Radiological Devices Panel of the Medical Devices Advisory Committee

Radiological Devices Panel of the Medical Devices Advisory Committee
Committee Meeting April 12, 2012 from 8:00 a.m. – 6:00 p.m. (Day 2 of 2)

Agenda: On April 12, 2012, during session I, the committee will discuss and make recommendations regarding the 515(i) order issued by FDA on April 9, 2009 (74 FR 16214), for breast transilluminators, one of the remaining preamendments class III devices. On July 18, 1995 (60 FR 36639), FDA published a Final Rule that misbranded breast transilluminators and effectively placed them in class III based on the recommendation of the Obstetrics and Gynecology Devices Panel, which concluded there were no published studies or clinical data demonstrating the safety and effectiveness of this device. The committee discussion will include a review of the present literature to assess the current knowledge of breast transilluminators and determine if sufficient safety and effectiveness data are available to support reclassification of breast transilluminators.

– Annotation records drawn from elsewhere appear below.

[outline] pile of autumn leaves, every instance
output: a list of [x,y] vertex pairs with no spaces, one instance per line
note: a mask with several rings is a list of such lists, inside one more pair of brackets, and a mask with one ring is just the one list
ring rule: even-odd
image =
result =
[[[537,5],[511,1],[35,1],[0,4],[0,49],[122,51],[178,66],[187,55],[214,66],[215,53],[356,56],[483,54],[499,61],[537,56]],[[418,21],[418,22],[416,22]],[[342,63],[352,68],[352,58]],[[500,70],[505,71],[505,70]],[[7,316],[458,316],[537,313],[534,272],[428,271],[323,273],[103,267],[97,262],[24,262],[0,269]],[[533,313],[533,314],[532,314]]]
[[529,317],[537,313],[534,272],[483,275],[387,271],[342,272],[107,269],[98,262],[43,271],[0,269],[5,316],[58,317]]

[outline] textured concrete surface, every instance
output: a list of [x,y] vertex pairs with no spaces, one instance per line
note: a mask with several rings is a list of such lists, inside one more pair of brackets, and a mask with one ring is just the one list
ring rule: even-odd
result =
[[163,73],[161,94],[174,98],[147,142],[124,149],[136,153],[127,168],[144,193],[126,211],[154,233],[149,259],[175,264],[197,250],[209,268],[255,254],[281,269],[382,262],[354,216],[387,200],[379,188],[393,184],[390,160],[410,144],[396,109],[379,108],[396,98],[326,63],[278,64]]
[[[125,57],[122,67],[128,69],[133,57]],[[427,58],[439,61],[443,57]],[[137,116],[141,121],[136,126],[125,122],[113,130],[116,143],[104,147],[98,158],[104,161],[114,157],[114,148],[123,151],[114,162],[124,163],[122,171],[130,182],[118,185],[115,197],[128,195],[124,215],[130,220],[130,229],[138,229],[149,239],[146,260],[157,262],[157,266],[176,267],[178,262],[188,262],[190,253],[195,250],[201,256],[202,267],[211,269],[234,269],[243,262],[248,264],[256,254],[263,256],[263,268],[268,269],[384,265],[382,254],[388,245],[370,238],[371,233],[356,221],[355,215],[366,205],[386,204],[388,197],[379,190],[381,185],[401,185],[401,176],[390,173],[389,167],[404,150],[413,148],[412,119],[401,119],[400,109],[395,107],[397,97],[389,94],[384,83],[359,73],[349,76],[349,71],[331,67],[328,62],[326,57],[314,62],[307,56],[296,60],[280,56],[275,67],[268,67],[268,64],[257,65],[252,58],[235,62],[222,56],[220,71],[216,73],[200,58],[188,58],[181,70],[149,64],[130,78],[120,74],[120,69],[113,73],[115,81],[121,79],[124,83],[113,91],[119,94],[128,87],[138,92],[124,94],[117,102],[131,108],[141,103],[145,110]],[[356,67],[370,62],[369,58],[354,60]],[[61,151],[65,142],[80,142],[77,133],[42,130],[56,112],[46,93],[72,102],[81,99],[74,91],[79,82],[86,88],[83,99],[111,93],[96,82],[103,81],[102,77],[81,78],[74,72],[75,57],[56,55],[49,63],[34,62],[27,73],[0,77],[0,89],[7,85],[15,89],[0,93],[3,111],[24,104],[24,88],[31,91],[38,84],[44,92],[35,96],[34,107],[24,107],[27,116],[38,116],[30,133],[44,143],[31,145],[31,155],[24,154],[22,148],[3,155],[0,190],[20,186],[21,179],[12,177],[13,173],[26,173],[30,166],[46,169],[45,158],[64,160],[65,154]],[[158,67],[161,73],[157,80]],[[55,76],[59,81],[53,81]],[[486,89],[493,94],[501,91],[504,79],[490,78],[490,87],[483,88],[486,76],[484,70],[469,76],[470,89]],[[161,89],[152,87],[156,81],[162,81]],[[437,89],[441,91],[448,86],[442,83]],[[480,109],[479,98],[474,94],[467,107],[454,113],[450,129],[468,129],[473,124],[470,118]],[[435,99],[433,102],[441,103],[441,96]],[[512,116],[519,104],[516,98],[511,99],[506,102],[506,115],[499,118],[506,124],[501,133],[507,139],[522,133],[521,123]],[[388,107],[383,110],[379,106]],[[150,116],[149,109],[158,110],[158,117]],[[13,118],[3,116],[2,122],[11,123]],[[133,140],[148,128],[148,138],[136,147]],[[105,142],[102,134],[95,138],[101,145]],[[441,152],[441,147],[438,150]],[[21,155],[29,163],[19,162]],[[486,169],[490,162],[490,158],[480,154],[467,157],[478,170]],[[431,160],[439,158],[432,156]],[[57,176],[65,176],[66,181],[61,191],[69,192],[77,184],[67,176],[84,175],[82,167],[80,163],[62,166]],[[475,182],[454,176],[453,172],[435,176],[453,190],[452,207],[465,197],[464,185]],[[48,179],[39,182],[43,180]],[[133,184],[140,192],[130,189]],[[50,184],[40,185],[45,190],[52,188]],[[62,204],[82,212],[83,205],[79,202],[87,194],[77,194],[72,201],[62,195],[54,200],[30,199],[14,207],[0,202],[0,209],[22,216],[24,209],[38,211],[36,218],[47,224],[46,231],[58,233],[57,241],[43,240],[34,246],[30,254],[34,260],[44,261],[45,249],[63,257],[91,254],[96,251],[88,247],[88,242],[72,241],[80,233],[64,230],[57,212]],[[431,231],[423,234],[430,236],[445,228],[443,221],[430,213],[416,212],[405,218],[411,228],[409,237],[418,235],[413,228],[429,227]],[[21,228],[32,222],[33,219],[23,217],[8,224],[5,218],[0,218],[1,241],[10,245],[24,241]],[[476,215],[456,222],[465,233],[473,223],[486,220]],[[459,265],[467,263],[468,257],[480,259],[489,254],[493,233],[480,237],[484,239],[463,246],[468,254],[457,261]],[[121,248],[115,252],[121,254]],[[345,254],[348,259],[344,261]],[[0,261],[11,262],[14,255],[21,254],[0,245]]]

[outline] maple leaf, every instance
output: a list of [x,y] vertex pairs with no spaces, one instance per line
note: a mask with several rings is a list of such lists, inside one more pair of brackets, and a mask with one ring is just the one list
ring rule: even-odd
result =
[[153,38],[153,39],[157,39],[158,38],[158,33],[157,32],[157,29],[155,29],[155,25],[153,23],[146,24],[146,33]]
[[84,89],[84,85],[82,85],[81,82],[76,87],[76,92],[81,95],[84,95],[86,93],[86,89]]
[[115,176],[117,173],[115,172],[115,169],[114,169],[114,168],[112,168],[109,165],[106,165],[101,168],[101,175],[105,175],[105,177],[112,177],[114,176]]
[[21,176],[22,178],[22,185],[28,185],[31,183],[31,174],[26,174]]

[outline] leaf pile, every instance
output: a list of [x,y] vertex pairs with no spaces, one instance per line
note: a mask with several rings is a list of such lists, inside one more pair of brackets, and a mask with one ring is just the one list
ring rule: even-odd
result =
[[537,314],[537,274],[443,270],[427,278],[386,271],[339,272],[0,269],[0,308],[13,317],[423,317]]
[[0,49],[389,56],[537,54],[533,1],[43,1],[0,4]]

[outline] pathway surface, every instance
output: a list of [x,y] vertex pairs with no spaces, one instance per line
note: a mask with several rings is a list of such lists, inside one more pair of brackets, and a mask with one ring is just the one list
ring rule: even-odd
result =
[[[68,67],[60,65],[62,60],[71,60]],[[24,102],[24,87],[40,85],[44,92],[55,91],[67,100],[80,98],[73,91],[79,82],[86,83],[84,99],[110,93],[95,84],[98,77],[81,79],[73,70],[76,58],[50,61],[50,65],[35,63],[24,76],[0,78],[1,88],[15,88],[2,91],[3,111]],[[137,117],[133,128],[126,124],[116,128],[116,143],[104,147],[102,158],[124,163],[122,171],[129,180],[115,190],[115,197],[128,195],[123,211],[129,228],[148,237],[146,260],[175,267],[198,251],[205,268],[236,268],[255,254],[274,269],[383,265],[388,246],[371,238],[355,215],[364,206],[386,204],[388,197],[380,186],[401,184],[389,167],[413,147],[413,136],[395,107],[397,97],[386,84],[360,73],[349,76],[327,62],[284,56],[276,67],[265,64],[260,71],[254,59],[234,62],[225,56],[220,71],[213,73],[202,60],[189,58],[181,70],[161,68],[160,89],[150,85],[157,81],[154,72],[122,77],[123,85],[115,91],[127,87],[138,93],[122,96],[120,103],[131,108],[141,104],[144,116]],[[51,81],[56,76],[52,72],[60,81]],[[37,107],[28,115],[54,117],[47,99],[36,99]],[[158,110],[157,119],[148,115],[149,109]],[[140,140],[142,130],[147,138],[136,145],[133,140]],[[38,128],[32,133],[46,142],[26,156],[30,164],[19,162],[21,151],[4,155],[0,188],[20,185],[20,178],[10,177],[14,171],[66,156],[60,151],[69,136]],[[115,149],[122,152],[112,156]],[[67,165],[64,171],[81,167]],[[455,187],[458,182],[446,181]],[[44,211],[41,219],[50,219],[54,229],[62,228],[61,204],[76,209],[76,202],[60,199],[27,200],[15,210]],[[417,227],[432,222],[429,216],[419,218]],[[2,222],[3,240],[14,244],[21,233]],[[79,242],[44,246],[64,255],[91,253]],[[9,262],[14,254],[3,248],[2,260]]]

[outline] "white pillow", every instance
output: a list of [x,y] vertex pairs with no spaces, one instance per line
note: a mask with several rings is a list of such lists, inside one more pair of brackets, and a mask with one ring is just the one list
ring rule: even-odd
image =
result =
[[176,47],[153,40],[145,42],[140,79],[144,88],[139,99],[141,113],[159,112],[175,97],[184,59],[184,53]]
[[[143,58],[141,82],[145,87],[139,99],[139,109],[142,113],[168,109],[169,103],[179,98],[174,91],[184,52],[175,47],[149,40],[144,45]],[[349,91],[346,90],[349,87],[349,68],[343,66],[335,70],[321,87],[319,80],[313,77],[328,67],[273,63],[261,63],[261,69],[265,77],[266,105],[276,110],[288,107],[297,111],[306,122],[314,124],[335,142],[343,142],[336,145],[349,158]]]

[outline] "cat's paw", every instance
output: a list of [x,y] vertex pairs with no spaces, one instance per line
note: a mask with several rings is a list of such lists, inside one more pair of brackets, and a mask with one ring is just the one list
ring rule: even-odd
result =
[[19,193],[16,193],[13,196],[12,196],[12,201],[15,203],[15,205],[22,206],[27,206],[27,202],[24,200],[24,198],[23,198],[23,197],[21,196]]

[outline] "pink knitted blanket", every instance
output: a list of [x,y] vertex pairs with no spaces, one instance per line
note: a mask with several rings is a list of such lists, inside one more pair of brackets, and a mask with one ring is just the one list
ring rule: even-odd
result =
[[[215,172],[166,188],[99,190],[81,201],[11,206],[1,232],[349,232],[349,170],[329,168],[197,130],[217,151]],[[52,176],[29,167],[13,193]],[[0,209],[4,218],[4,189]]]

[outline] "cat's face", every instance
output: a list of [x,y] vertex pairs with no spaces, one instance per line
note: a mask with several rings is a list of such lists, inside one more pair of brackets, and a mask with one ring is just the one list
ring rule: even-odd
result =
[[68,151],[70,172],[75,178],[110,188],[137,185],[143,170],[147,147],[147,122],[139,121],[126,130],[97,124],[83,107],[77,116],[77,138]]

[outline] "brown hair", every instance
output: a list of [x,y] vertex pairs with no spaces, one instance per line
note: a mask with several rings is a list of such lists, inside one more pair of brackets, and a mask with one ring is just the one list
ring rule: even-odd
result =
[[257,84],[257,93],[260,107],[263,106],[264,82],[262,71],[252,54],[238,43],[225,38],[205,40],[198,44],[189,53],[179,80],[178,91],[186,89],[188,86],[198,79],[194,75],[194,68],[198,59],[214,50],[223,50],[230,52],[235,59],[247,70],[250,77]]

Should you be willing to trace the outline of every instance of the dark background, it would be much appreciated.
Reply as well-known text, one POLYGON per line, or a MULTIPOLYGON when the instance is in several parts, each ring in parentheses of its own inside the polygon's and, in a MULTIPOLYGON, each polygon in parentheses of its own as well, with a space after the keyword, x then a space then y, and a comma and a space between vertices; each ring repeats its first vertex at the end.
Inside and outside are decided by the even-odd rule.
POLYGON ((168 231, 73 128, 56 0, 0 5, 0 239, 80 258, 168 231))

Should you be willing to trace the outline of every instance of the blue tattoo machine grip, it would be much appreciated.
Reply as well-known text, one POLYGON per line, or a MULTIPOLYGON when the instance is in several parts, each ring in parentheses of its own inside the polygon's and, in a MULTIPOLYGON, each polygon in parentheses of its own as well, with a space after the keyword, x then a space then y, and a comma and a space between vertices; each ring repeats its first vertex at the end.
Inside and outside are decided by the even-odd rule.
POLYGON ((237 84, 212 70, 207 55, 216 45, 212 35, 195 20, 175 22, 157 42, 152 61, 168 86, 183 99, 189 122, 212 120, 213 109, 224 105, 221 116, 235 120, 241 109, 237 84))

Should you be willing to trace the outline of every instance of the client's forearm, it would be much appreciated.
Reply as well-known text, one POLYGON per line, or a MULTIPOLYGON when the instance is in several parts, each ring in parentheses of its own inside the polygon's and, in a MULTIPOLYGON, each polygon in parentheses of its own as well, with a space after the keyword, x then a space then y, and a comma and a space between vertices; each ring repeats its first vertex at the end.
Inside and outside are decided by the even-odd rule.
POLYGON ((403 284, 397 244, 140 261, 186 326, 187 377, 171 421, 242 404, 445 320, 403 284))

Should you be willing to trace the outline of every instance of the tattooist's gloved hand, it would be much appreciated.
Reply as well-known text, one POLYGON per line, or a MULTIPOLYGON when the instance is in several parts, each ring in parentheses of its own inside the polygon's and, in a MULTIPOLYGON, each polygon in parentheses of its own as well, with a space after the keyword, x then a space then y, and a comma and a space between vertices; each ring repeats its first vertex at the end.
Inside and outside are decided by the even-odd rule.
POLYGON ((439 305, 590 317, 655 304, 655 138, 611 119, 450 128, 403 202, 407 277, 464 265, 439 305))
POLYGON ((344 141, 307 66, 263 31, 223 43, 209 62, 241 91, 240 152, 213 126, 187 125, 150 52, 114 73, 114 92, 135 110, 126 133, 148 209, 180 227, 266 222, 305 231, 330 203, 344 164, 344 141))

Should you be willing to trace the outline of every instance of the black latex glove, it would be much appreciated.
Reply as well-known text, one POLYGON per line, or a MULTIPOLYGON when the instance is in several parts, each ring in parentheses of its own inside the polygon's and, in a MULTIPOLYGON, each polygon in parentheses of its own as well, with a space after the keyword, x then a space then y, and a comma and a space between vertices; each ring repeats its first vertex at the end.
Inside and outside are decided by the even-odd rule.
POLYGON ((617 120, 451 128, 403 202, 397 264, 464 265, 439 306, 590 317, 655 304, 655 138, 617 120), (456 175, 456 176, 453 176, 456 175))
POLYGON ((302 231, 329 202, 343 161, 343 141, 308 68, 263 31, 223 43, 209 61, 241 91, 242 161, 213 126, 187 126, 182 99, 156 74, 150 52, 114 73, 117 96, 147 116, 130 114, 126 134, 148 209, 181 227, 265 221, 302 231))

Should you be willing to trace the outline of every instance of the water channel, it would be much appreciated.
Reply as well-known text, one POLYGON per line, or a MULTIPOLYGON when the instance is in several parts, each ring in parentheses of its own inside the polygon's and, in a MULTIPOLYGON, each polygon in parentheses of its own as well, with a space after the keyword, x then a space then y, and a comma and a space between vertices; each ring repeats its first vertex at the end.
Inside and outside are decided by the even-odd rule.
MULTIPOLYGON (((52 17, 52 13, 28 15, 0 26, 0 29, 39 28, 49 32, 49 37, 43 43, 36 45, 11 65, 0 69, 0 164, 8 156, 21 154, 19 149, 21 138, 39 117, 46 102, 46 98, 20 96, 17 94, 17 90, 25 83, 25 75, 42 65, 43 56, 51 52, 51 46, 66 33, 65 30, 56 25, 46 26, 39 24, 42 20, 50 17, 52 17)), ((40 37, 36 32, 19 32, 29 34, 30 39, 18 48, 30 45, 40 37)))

During session II on April 12, 2012, the committee will discuss and make recommendations regarding the classification of blood irradiators. Blood irradiators have been found to be substantially equivalent to predicate devices marketed in interstate commerce prior to May 28, 1976, and are subject to the general controls provisions of the Federal Food, Drug and Cosmetic Act. These devices have never been formally classified. There is an agreement between the Center for Devices and Radiological Health (CDRH) and the Center for Biologics Evaluation and Research (CBER) that outlines which FDA center will regulate these devices. CDRH regulates irradiators intended for use in the immunologically active cells in blood and other tissues and CBER regulates irradiators intended for use in the in-process inactivation of HIV viruses or other pathogens. The committee discussion will focus on whether these devices should be classified in class I, II, or III.